Perform hyperparameter tuning on prepared **Titanic dataset** using:
1. `GridSearchCV`
2. `RandomizedSearchCV`

Tune hyperparameters of `LogisticRegression` as follows:
- target metric: F1-score
- hyperparameters: `penalty` (either L1 or L2) and `C` between 0.01 and 10
- 8-fold CV

For both grid and randomized search check 200 combinations of hyperparameters. Pick the right `solver` and `max_iter` parameters. Note that boundaries for C hyperparameter must be the same for both approaches, but the implementation to enforce 100 combinations will be different.

Print best hyperparameters (`C` and `penalty`) for both `GridSearchCV` and`RandomizedSearchCV`. Are they similar?

Send the Jupyter notebook (with output) exported in `.html` format on email lkrain@sgh.waw.pl.

## Little data preprocessing 

In [42]:
import pandas as pd
from sklearn.model_selection import GridSearchCV, RandomizedSearchCV
from sklearn.linear_model import LogisticRegression
from sklearn.metrics import make_scorer, f1_score
from sklearn.datasets import load_iris  # Replace this with the Titanic dataset
from sklearn.model_selection import train_test_split
from scipy.stats import loguniform
import numpy as np

In [22]:
ds_titanic = pd.read_csv(
    "https://web.stanford.edu/class/archive/cs/cs109/cs109.1166/stuff/titanic.csv",
    sep=",",
    header=0,
)

In [23]:
ds_titanic['Sex'] = ds_titanic['Sex'].map({'male': 1, 'female': 0})
X= ds_titanic.drop(columns=["Survived","Name"])
y = ds_titanic.Survived
X_train, X_test, y_train, y_test = train_test_split(
    X, y, train_size=0.7, random_state=42
)

## Hyperparameter tuning

https://scikit-learn.org/stable/modules/generated/sklearn.linear_model.LogisticRegression.html#sklearn.linear_model.LogisticRegression

In [24]:
model = LogisticRegression(solver='liblinear', max_iter=1000) 

In [43]:
param_grid = {
    'penalty': ['l1', 'l2'],
    'C': np.linspace(0.01, 10, 100)
}
f1_scorer = make_scorer(f1_score)

## Grid Search 

In [44]:
#GridSearchCV
grid_search = GridSearchCV(estimator=model, param_grid=param_grid, scoring=f1_scorer, cv=8)
grid_search.fit(X_train, y_train)

## Randomized Search

In [45]:
#RandomizedSearchCV
random_param_grid = {
    'penalty': ['l1', 'l2'],
    'C': loguniform(0.01, 10)  # rozkład Log-uniform
}

In [46]:
random_search = RandomizedSearchCV(estimator=model, param_distributions=random_param_grid, n_iter=200, scoring=make_scorer(f1_score), cv=8, random_state=42)
random_search.fit(X_train, y_train)

## Final result

In [47]:
#Pokaż hiperparametry
print("GridSearchCV best params:", grid_search.best_params_)
print("RandomizedSearchCV best params:", random_search.best_params_)

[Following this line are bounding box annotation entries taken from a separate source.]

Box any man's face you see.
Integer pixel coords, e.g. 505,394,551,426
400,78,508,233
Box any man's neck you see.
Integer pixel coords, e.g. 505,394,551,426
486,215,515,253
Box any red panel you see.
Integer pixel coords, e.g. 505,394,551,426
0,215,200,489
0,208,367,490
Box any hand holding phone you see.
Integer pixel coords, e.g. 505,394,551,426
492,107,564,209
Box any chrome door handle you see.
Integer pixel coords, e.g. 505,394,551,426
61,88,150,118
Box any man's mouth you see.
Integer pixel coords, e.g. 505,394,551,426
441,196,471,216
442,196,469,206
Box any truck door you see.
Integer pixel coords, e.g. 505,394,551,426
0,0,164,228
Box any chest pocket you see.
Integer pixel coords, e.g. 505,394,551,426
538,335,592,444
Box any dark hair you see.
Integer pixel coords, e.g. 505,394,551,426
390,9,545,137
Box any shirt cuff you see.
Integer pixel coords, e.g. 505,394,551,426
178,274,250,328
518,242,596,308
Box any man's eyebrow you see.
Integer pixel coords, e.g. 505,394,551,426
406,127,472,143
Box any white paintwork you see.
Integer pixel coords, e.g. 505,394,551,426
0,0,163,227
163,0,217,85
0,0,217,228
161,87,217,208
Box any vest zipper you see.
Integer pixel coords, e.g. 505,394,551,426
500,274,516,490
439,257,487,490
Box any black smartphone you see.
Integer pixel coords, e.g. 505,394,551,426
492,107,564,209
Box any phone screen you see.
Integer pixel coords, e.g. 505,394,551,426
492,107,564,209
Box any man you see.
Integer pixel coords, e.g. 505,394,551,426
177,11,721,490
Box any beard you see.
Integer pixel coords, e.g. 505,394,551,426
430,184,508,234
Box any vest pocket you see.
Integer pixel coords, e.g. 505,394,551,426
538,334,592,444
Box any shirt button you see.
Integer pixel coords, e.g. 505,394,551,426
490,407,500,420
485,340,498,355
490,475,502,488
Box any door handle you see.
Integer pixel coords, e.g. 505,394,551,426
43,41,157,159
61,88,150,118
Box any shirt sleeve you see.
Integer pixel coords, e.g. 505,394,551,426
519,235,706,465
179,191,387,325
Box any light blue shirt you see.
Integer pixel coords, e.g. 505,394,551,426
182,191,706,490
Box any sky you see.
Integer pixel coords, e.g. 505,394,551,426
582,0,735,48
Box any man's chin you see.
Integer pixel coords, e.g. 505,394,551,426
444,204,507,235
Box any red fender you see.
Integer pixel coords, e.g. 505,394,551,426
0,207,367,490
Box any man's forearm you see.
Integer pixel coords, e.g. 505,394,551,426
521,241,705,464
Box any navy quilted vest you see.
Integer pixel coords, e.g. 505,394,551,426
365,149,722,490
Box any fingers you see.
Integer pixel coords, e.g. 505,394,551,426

GridSearchCV best params: {'C': 9.596363636363636, 'penalty': 'l1'}
RandomizedSearchCV best params: {'C': 8.341930294140777, 'penalty': 'l1'}


In [48]:
#Porównaj parametry
if grid_search.best_params_ == random_search.best_params_:
    print("The best parameters from both searches are the same.")
else:
    print("The best parameters from both searches differ.")

The best parameters from both searches differ.


In [49]:
random_search.best_score_

0.7576539022657165

In [50]:
grid_search.best_score_

0.7601340609958753

## Conclusion

So in the final results we can see that strength of regularization is lower,( the C is higher) in the case of Grid Search approach, with means model become more complex. However F1 score is tend to be the same for both approaches. Is not the same: 0.758 for Random Search and 0.76 for Grid Search. But they tend to be the same.